I am a psychologist and clinical director of an autism program here at Rush. Several of my closest friends are also clinicians who specialize in autism. We all took different paths to our careers. Johanna, a child psychologist, worked as a behavior therapist for years and discovered she had a knack for both behavioral psychology and for working with children with autism. Kara was a special education teacher whose practice slowly shifted over the years until she was completely specialized in autism. She now holds a doctorate in special education and does important work on transition and independence people with autism spectrum disorder.
My route was a little different. I grew up with a family member with autism. My cousin Wilson is a few years younger than I am. We were raised almost like siblings, seeing each other several times per week while growing up. Wilson’s autism is not conspicuous. As a child, his parents and teachers knew something was different because he was late to talk and had some quirks, but they did not know exactly why or how he was different.
As a young child, Wilson enjoyed acting out the dramatic scenes that were shown between wrestling matches on his favorite show, WWF. He loved french fries, to the extent that he ate fast food even when the rest of us had pizza, but ate them only after lining them up according to size and discarding any irregular ones. He loved game shows and led me and our other cousins in games of Jeopardy and Remote Control, pulling off perfect impersonations of the hosts.
In 2013, with our more sophisticated understanding of the signs of autism spectrum disorder and enhanced diagnostic criteria, most clinicians would easily recognize Wilson’s autism. Over 20 years ago, however, as he was growing up, the professionals who were supposed to help were rather clueless. School personnel were not equipped to handle the social challenges and behavior problems that sprung up.

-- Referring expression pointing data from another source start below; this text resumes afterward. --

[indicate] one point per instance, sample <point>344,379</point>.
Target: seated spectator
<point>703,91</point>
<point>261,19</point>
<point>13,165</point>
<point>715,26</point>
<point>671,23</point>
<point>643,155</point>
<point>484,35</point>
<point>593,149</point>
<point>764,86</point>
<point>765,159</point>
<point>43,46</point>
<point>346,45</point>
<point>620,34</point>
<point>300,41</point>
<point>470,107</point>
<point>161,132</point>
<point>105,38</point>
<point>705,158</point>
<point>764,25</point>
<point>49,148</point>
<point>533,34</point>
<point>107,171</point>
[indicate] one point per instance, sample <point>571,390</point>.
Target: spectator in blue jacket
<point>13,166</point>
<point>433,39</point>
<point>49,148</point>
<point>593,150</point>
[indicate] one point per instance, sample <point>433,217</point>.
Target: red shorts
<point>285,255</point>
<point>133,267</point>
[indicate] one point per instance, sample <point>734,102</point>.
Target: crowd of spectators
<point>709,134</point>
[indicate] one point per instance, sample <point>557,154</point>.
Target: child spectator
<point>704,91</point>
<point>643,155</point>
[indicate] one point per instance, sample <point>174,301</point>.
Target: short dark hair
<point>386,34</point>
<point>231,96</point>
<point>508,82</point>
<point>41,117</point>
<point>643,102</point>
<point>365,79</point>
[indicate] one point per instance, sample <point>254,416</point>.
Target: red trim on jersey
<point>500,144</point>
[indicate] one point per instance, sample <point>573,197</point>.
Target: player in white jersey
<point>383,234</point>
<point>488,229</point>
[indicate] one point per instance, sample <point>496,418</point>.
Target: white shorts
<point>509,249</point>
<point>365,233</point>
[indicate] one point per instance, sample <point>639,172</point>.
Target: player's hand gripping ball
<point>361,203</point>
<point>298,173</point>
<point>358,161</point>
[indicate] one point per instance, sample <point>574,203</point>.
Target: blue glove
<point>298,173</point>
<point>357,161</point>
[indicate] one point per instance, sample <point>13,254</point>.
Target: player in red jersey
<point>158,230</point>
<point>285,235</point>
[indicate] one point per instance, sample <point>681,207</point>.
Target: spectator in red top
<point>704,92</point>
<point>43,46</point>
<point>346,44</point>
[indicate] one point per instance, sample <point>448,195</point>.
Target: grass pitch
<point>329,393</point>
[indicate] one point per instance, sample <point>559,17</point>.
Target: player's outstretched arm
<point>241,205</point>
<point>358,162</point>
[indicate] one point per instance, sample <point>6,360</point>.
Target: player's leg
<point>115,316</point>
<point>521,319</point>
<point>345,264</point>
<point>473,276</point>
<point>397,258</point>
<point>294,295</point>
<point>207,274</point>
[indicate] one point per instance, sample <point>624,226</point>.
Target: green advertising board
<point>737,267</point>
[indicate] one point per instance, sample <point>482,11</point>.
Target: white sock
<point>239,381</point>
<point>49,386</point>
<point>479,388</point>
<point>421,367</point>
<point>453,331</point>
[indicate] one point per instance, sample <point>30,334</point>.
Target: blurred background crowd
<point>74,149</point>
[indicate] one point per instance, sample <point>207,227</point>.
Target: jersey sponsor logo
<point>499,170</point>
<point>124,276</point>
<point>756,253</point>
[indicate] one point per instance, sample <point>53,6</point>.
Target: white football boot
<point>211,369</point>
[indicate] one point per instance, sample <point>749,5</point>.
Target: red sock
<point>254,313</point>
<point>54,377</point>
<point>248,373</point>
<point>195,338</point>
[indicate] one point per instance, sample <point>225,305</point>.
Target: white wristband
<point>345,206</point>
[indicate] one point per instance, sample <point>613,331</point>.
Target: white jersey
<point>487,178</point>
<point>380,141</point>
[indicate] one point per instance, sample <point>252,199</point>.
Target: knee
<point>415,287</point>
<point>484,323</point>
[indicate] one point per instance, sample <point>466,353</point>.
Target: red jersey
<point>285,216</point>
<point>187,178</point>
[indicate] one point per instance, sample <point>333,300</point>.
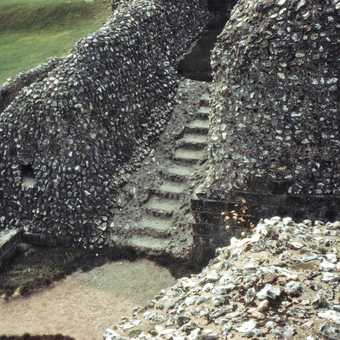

Wilson is now in his 30s and has lived independently and held a full-time job for several years. I have been Wilson’s go-to friend and consultant since before I was specialized in psychology and autism; it’s just the way we grew up. It’s a role that came easily and naturally. There are therapies and experiences I wish he had when he was a child, but, overall, he is doing exceptionally well.
While the cases I see on a daily basis are not exactly like Wilson and (in fact, many have very little in common), my personal experience with autism helps me to keep the entire lifespan in mind. This means that even when I assess a toddler I think of the adult that child will become and plan accordingly. For Wilson, the adult he became is one who still loves french fries and wrestling but has also developed into an adventurous eater and explorer of all Chicago has to offer him.
Without Wilson, I may still have become a psychologist. I can’t imagine I would have found my way into autism, though. I am extremely grateful that he helped me find such an interesting and rewarding group of people to whom I dedicate my career.
Rachel Loftin, PhD, is clinical director of the Autism Assessment, Research, Treatment and Services (AARTS) Center at Rush.